In March, for example, the paper’s editorial writers likened the president to “a desperate gambler who doubles down on a losing bet” after he called for more green energy spending. In January, the editorial writers charged that “Obamacare threatens states’ fiscal autonomy.” And, famously, back in 2009, Examiner political correspondent Byron York argued that Obama’s “sky-high ratings among African-Americans make some of his positions appear a bit more popular overall than they actually are” — as if the opinions of blacks shouldn’t count.
But when it comes to the Obama administration’s complicity in the nationwide fracking spree, the Examiner has nothing but love.

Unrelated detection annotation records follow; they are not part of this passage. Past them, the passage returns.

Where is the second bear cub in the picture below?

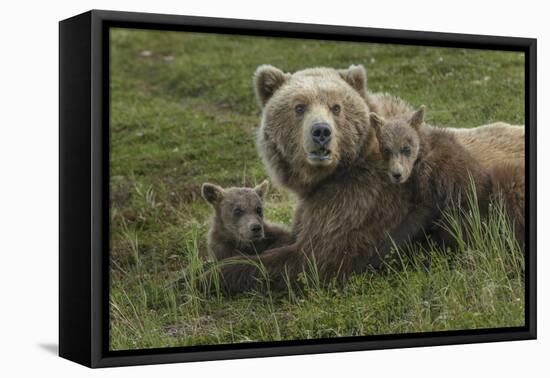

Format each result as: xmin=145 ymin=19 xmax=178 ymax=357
xmin=370 ymin=106 xmax=491 ymax=253
xmin=201 ymin=180 xmax=293 ymax=260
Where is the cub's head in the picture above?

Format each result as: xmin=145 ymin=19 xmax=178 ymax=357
xmin=370 ymin=106 xmax=425 ymax=184
xmin=201 ymin=180 xmax=269 ymax=242
xmin=254 ymin=65 xmax=369 ymax=189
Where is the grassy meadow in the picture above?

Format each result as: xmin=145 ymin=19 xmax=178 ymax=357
xmin=110 ymin=29 xmax=525 ymax=350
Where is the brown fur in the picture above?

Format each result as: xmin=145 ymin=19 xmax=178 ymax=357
xmin=202 ymin=180 xmax=293 ymax=260
xmin=221 ymin=66 xmax=409 ymax=292
xmin=216 ymin=66 xmax=528 ymax=292
xmin=370 ymin=107 xmax=491 ymax=254
xmin=489 ymin=162 xmax=525 ymax=245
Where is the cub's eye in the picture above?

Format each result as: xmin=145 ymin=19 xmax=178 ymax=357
xmin=294 ymin=104 xmax=306 ymax=115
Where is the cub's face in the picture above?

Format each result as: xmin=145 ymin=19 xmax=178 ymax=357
xmin=254 ymin=66 xmax=374 ymax=172
xmin=202 ymin=181 xmax=268 ymax=242
xmin=370 ymin=107 xmax=424 ymax=184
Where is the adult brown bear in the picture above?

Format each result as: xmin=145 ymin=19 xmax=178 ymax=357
xmin=217 ymin=66 xmax=528 ymax=292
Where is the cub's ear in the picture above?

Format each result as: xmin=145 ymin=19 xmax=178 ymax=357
xmin=410 ymin=105 xmax=426 ymax=129
xmin=201 ymin=182 xmax=225 ymax=205
xmin=254 ymin=180 xmax=269 ymax=199
xmin=369 ymin=112 xmax=384 ymax=136
xmin=338 ymin=64 xmax=367 ymax=98
xmin=253 ymin=64 xmax=290 ymax=108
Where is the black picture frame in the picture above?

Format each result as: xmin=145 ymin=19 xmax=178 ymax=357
xmin=59 ymin=10 xmax=537 ymax=368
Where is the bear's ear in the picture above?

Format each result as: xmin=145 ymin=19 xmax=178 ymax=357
xmin=201 ymin=182 xmax=225 ymax=205
xmin=254 ymin=64 xmax=290 ymax=108
xmin=338 ymin=64 xmax=367 ymax=98
xmin=254 ymin=180 xmax=269 ymax=199
xmin=369 ymin=113 xmax=384 ymax=137
xmin=409 ymin=105 xmax=426 ymax=130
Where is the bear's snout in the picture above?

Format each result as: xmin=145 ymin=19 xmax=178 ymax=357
xmin=311 ymin=122 xmax=332 ymax=148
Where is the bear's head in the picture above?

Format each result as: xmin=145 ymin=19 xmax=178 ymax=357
xmin=370 ymin=106 xmax=425 ymax=184
xmin=201 ymin=180 xmax=269 ymax=242
xmin=254 ymin=65 xmax=372 ymax=192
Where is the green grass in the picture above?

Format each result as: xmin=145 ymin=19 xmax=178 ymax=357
xmin=110 ymin=29 xmax=524 ymax=350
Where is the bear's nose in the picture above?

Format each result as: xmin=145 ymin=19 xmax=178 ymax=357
xmin=311 ymin=122 xmax=332 ymax=147
xmin=250 ymin=223 xmax=262 ymax=234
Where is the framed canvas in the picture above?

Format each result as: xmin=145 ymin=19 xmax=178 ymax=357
xmin=59 ymin=10 xmax=536 ymax=367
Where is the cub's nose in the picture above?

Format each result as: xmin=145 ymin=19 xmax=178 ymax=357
xmin=250 ymin=223 xmax=262 ymax=234
xmin=311 ymin=122 xmax=332 ymax=147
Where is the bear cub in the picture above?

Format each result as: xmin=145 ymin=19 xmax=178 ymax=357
xmin=201 ymin=180 xmax=293 ymax=260
xmin=369 ymin=106 xmax=491 ymax=253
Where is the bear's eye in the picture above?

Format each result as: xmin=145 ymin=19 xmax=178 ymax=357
xmin=294 ymin=104 xmax=306 ymax=115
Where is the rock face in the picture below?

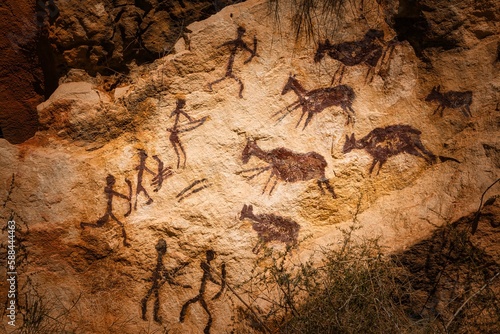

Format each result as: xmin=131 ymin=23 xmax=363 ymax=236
xmin=0 ymin=1 xmax=44 ymax=144
xmin=0 ymin=0 xmax=500 ymax=333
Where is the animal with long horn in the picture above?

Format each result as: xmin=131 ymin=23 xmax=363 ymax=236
xmin=342 ymin=124 xmax=459 ymax=174
xmin=274 ymin=74 xmax=356 ymax=126
xmin=237 ymin=139 xmax=337 ymax=198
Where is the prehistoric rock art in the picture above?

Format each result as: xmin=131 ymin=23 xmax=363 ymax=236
xmin=175 ymin=178 xmax=211 ymax=202
xmin=314 ymin=29 xmax=395 ymax=84
xmin=167 ymin=99 xmax=208 ymax=168
xmin=237 ymin=139 xmax=337 ymax=198
xmin=425 ymin=85 xmax=472 ymax=117
xmin=134 ymin=150 xmax=173 ymax=210
xmin=274 ymin=75 xmax=356 ymax=126
xmin=141 ymin=239 xmax=191 ymax=323
xmin=179 ymin=250 xmax=226 ymax=334
xmin=80 ymin=174 xmax=132 ymax=247
xmin=342 ymin=124 xmax=459 ymax=175
xmin=240 ymin=204 xmax=300 ymax=254
xmin=209 ymin=27 xmax=257 ymax=98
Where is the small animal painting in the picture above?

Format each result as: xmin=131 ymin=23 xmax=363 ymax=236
xmin=240 ymin=204 xmax=300 ymax=254
xmin=425 ymin=85 xmax=472 ymax=117
xmin=237 ymin=139 xmax=337 ymax=198
xmin=314 ymin=29 xmax=396 ymax=84
xmin=274 ymin=74 xmax=356 ymax=126
xmin=208 ymin=27 xmax=257 ymax=98
xmin=342 ymin=124 xmax=459 ymax=174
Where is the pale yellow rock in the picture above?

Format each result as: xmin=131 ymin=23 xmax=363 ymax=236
xmin=0 ymin=0 xmax=500 ymax=333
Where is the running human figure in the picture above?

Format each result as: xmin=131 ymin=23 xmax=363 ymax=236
xmin=80 ymin=174 xmax=132 ymax=247
xmin=141 ymin=239 xmax=191 ymax=324
xmin=167 ymin=98 xmax=208 ymax=168
xmin=179 ymin=250 xmax=226 ymax=334
xmin=134 ymin=149 xmax=173 ymax=210
xmin=208 ymin=27 xmax=257 ymax=99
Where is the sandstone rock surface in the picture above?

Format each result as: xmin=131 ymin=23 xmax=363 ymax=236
xmin=0 ymin=0 xmax=500 ymax=333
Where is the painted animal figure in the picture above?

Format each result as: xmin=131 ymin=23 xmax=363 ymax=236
xmin=425 ymin=86 xmax=472 ymax=117
xmin=237 ymin=139 xmax=337 ymax=198
xmin=275 ymin=75 xmax=356 ymax=126
xmin=343 ymin=125 xmax=459 ymax=174
xmin=314 ymin=29 xmax=395 ymax=84
xmin=240 ymin=204 xmax=300 ymax=254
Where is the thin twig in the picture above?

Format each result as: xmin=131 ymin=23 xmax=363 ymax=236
xmin=471 ymin=178 xmax=500 ymax=234
xmin=445 ymin=272 xmax=500 ymax=331
xmin=208 ymin=265 xmax=272 ymax=333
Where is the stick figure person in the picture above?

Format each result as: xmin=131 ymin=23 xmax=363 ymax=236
xmin=80 ymin=174 xmax=132 ymax=247
xmin=134 ymin=149 xmax=173 ymax=210
xmin=167 ymin=99 xmax=207 ymax=168
xmin=179 ymin=250 xmax=226 ymax=334
xmin=141 ymin=239 xmax=191 ymax=323
xmin=208 ymin=27 xmax=257 ymax=98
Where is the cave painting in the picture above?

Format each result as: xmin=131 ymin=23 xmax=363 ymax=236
xmin=141 ymin=239 xmax=191 ymax=324
xmin=209 ymin=27 xmax=257 ymax=98
xmin=342 ymin=125 xmax=459 ymax=174
xmin=167 ymin=99 xmax=208 ymax=168
xmin=274 ymin=75 xmax=356 ymax=126
xmin=425 ymin=85 xmax=472 ymax=117
xmin=80 ymin=174 xmax=132 ymax=247
xmin=175 ymin=178 xmax=211 ymax=202
xmin=179 ymin=250 xmax=226 ymax=334
xmin=237 ymin=139 xmax=336 ymax=198
xmin=134 ymin=150 xmax=173 ymax=210
xmin=314 ymin=29 xmax=396 ymax=84
xmin=240 ymin=204 xmax=300 ymax=254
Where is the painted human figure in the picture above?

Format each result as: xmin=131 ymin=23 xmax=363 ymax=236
xmin=179 ymin=250 xmax=226 ymax=334
xmin=80 ymin=174 xmax=132 ymax=247
xmin=209 ymin=27 xmax=257 ymax=98
xmin=141 ymin=239 xmax=191 ymax=323
xmin=167 ymin=99 xmax=207 ymax=168
xmin=134 ymin=150 xmax=173 ymax=210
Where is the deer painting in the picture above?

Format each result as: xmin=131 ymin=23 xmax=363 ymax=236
xmin=314 ymin=29 xmax=395 ymax=84
xmin=240 ymin=204 xmax=300 ymax=254
xmin=425 ymin=86 xmax=472 ymax=117
xmin=342 ymin=125 xmax=459 ymax=174
xmin=275 ymin=74 xmax=356 ymax=126
xmin=237 ymin=139 xmax=337 ymax=198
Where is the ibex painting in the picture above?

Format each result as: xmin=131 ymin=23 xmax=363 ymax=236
xmin=275 ymin=75 xmax=356 ymax=129
xmin=240 ymin=204 xmax=300 ymax=254
xmin=238 ymin=139 xmax=336 ymax=198
xmin=342 ymin=125 xmax=459 ymax=174
xmin=314 ymin=29 xmax=395 ymax=84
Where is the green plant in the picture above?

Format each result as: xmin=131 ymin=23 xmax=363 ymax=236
xmin=238 ymin=227 xmax=434 ymax=333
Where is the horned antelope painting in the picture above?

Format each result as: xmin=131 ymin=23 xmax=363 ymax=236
xmin=425 ymin=86 xmax=472 ymax=117
xmin=240 ymin=204 xmax=300 ymax=254
xmin=274 ymin=74 xmax=356 ymax=130
xmin=314 ymin=29 xmax=396 ymax=84
xmin=237 ymin=139 xmax=337 ymax=198
xmin=342 ymin=124 xmax=459 ymax=174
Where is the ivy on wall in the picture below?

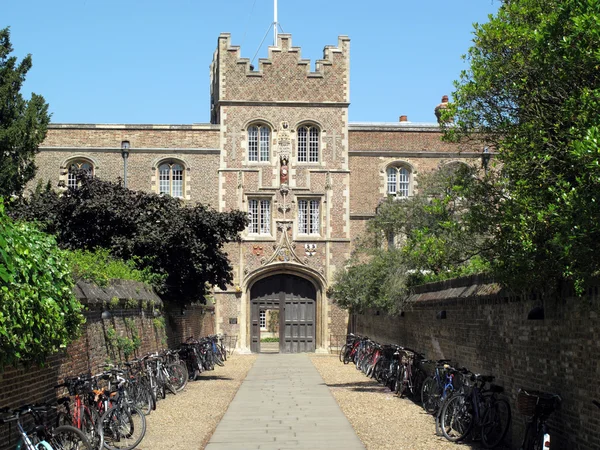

Here are some excerpts from “Two cheers for Obama on fracking,” the newspaper’s May 5 editorial:
Two significant pieces of good news last week deserved more attention than they received. First, the U.S. Geological Survey reported that recoverable natural gas resources in the northern Plains states are three times greater than previously thought. Second, President Obama’s newest secretary of the interior, Sally Jewell, said “we must develop our domestic energy resources armed with the best available science, and this unbiased, objective information will help private, nonprofit and government decision makers at all levels make informed decisions about the responsible development of these resources.”
Jewell was referring to hydraulic fracturing, or “fracking,” the process by which a pressurized mixture of (mostly) water and chemicals is injected into shale rock formations deep underground. …
More recently, Obama’s pick for Secretary of Energy, MIT scientist Ernest Moniz, has described water and air pollution risks associated with fracking “challenging but manageable” with proper regulation and oversight. …
For all of its claims regarding fracking’s dangers, Big Green’s real concern is that natural gas is becoming so plentiful and cheap that it will undermine the case for more expensive renewable energy. The fact that a succession of federally subsidized green-energy companies has been going bust doesn’t help the critics’ cause.
With Moniz’s nomination, Obama appears willing to at least minimize regulatory obstacles to fracking and thereby reap the rewards of clean, cheap, abundant domestic energy. Good for him. With American economic growth dependent on energy, it’s time to get fracking.
The president appears to have reached so far across the aisle on this one that he has tumbled fully to the other side.